You could try to hash the cookie header sent with the request for the final object within a page that’s stored within the same domain as the page itself. However, it might be better to teach the system which cookies are important. If an international user clicks on, say, http://news.bbc.co.uk/2/hi/africa/7470304.stm, you’ll see something like:
GET /adj/bbccom.live.site.news/news_africa_content;... HTTP/1.1
Host: ad.doubleclick.net
Referer: http://news.bbc.co.uk/2/hi/africa/7470304.stm
Cookie: id=80000282f0e0ca4 If the user got to that BBC page by clicking through one of your doctored search pages, even if DoubleClick aren’t one of your advertising networks, you can now link that user’s DoubleClick identifier to your own one for that user. You now get to track them across all websites that use DoubleClick, which I believe is a lot.
|
Now that's a deviously brilliant idea

, I'd figured it would be better to manually pick out persistent cookie values on sites such as google, amazon, ebay, bbc etc, that you could use to uniquely identify the user, which with a lot of work you might eventually cover a fair number of the most popular sites, but completely overlooked all the tracking networks cookies!

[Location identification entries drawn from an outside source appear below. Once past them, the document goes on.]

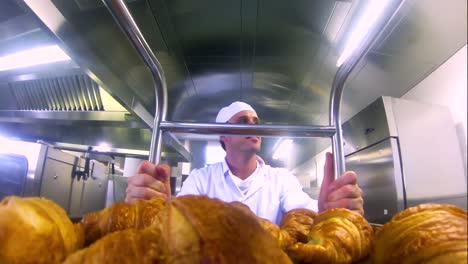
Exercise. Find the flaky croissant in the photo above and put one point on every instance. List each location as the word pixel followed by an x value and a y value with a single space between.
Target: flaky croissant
pixel 121 216
pixel 36 230
pixel 297 223
pixel 283 238
pixel 197 229
pixel 337 236
pixel 126 246
pixel 427 233
pixel 190 229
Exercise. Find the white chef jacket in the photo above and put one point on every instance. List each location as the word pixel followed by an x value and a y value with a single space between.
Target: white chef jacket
pixel 273 192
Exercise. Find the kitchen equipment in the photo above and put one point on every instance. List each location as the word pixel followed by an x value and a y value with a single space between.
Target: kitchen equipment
pixel 405 153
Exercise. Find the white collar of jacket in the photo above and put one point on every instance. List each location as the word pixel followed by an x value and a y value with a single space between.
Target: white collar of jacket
pixel 261 163
pixel 254 187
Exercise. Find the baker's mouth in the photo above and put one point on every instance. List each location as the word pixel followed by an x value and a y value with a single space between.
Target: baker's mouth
pixel 255 139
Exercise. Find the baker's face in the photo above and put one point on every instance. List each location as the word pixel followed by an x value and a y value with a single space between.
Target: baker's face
pixel 239 143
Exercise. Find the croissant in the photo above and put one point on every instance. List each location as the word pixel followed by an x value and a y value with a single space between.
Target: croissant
pixel 126 246
pixel 427 233
pixel 337 236
pixel 190 229
pixel 36 230
pixel 121 216
pixel 297 224
pixel 281 236
pixel 197 229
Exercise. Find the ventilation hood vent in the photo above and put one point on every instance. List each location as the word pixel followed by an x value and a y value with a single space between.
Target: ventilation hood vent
pixel 66 93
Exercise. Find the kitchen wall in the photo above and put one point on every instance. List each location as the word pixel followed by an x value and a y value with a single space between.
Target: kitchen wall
pixel 447 86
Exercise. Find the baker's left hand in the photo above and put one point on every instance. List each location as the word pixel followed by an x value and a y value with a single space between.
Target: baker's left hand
pixel 343 192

Combine that lot together and fill in the blanks by using referrer, IP address + agent string and I think you'd have a very effective, transparent tracking system. You'd probably only need to occassionally tamper with the user's data stream to check for your opt-out cookie (in fact you might just as well only check for an opt-out cookie when their browser requests one of your adverts).
I guess it wouldn't be a bad idea to trick the user's browser into requesting various tracking sites by tampering with the traffic while they are visiting a site such as Google so you could link all the tracking cookies you're monitoring, plus their google/search engine login cookie and your own tracking cookie together more easily.